Forward-Looking Statements

This release contains certain “forward-looking statements” within the meaning of the U.S. Private Securities Litigation Reform Act of 1995. These statements are based on management’s current expectations and are subject to risks, uncertainties and changes in circumstances, which may cause actual results, performance, financial condition or achievements to differ materially from anticipated results, performance, financial condition or achievements. All statements contained herein that are not clearly historical in nature are forward-looking and the words “anticipate,” “believe,” “expect,” “estimate,” “plan,” and similar expressions are generally intended to identify forward-looking statements. We have no intention and are under no obligation to update or alter (and expressly disclaim any such intention or obligation to do so) our forward-looking statements whether as a result of new information, future events or otherwise, except to the extent required by law. The forward-looking statements in this release include statements regarding the notes offering.
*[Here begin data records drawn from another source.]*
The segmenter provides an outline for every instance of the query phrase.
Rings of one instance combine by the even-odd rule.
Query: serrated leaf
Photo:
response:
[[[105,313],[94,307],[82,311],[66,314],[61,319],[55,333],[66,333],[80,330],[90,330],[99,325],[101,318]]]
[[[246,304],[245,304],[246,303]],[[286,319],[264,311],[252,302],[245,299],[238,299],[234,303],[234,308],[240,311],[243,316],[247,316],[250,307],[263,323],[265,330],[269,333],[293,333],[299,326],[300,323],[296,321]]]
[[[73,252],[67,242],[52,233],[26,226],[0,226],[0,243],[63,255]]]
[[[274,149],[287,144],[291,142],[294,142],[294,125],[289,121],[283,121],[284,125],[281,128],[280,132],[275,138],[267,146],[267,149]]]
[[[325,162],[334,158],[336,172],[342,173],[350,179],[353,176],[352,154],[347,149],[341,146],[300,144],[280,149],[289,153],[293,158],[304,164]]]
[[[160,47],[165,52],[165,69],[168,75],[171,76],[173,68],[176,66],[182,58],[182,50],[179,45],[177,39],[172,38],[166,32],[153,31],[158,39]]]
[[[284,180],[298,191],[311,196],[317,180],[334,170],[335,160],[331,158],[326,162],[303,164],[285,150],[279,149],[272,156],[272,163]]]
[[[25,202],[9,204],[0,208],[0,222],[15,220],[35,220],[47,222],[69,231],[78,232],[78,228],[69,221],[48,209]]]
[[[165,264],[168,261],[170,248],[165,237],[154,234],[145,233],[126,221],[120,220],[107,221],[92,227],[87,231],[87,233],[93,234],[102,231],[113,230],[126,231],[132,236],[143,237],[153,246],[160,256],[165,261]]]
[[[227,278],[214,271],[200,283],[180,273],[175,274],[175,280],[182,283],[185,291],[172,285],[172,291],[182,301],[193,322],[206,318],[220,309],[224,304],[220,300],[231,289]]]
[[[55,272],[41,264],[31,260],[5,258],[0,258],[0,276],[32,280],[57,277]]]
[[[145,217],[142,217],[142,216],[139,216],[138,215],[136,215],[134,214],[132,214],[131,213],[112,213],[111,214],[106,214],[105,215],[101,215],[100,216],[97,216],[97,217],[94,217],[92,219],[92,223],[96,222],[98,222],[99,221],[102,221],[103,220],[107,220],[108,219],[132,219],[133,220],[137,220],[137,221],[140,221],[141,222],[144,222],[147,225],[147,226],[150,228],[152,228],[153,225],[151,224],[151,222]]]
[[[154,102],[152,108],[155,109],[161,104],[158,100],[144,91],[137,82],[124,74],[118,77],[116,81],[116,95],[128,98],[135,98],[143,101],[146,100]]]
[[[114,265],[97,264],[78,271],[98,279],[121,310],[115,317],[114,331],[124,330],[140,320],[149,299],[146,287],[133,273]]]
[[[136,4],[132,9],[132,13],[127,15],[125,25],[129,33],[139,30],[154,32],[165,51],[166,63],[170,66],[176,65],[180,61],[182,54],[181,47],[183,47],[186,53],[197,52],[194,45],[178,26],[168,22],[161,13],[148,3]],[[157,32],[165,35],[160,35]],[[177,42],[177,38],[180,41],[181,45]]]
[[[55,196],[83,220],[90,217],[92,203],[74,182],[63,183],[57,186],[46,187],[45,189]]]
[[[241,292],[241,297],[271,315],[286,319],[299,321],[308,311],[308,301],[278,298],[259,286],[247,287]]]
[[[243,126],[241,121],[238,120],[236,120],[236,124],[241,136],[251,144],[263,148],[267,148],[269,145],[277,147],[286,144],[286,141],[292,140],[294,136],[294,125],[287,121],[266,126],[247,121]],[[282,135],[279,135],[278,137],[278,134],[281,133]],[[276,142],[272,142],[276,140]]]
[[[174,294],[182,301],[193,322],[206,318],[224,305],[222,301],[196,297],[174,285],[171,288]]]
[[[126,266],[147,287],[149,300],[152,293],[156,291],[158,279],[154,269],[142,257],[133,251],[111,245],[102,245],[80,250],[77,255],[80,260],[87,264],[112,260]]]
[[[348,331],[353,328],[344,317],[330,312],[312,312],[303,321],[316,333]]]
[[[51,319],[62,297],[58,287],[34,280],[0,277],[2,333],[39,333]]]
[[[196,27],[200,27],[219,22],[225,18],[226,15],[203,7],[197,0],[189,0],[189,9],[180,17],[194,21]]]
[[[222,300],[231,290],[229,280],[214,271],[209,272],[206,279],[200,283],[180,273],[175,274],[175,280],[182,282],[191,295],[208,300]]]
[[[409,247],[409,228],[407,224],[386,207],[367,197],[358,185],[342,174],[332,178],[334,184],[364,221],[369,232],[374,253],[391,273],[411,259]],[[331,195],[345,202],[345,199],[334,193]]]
Examples of factors that could cause actual results to differ materially from those described in the forward-looking statements include, among others, the extent, severity and duration of business interruptions negatively affecting our business operations; business, economic, competitive and regulatory risks, such as conditions affecting demand for products in the automotive and other industries we serve; competition and pricing pressure; fluctuations in foreign currency exchange rates and impacts of offsetting hedges; natural disasters and political, economic and military instability in countries in which we operate, including the continuing military conflicts in certain parts of the world; developments in the credit markets; future goodwill impairment; compliance with current and future environmental and other laws and regulations; and the possible effects on us of changes in tax laws, tax treaties and other legislation, including the effects of Irish tax reform (if applicable). More detailed information about these and other factors is set forth in TE Connectivity plc’s Annual Report on Form 10-K for the fiscal year ended Sept. 27, 2024 as well as in our Quarterly Reports on Form 10-Q, Current Reports on Form 8-K and other reports filed by us with the U.S. Securities and Exchange Commission.